Потом, немного успокоившись, объяснил Геньке:
— Вот он — знак! Семнадцатая строка! А теперь признайся честно: у кого язык, а у кого — извилины?
Генька не знал: радоваться или огорчаться. Так хотелось самому докопаться до сути. А тут — Тишка. Обидно, чего уж говорить. Но, если вдуматься, чья это школа? Тишка ведь совсем серый был, когда с сектантами таскался. То-то!
Николай Филимонович сразу оценил Тишкину находку:
— Удачно подмечено. И даже очень. Конечно, это может быть и случайность, но вполне вероятно — условный знак. В общем, рассказ Эрика Сергеевича, карта и листовка — это уже немало. Можно построить серьезную гипотезу: «Дон Кихот» служил в испанской дивизии, глубинники шли к нему с «особым заданием». Об этом его каким-то образом известили. А для пущей надежности в листовке сдублировали назначенную дату. Отсюда — «второй канал». Что ж, реально. И даже очень…
Глава XIV
ПРЕДСЕДАТЕЛЬ
Три недели, назначенные Брюхановым, проскочили. Генька ждал. Вот-вот Филимоныч вызовет и скажет: «Передай Вите…» На перемене Генька подойдет к другу и, словно между прочим, бросит: «Пусть мать в жилотдел зайдет!» «Зачем?» — спросит Витя. «За ордером!» И Витя с благодарностью пожмет ему руку, а Оля будет стоять рядом и…
Генька терпел день, терпел два и наконец сунулся к Васе Коржикову. Тот перебил на полуслове:
— Знаю! Знаю! Николай Филимонович уже звонил. Сказали, вышла ошибка. Списки изменили. Теперь будут новые — во втором квартале.
— А как же?.. — Генька не верил ушам. — Ведь обещали…
Вася только махнул рукой.
Да, весело!.. Великолепно все получилось! Генька чуть не кипел от ярости и досады.

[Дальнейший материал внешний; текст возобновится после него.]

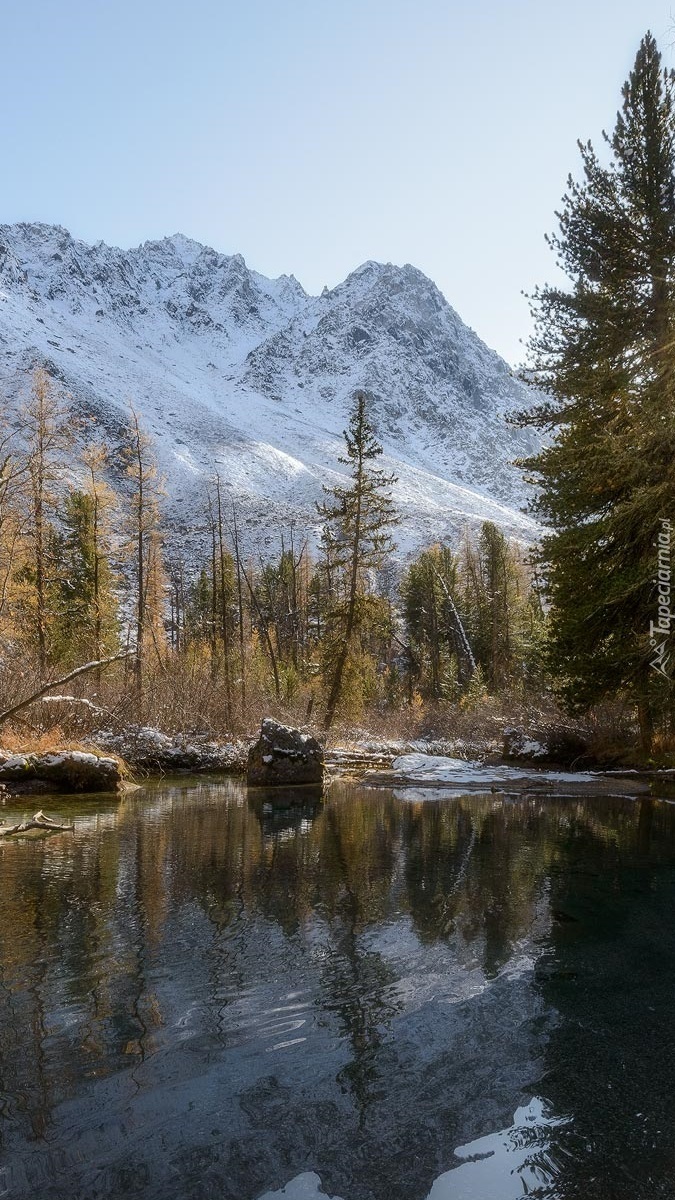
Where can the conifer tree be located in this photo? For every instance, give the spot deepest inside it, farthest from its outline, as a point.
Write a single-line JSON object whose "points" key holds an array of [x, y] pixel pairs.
{"points": [[81, 591], [144, 547], [46, 429], [357, 522], [603, 352]]}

А в раздевалке подошел Витя. Нахлобучил шапку и, словно между прочим, бросил:
— Три недели-то, ау!.. Так я и знал…
И даже попробовал утешать Геньку:
— Ты думаешь… я ждал? Нет, не ждал… Сколько раз обещали…
Голос у Вити был какой-то пустой и без интонаций. Совсем без интонаций. Выдавил: «Пока!» И поплелся в свою комнатенку.
Генька оставил пальто на скамейке и снова поднялся наверх. Выложил все Филимонычу. Пока рассказывал, подумал: «Похоже, я ныть стал. Вроде Вити». И впервые понял его: «Заноешь тут!»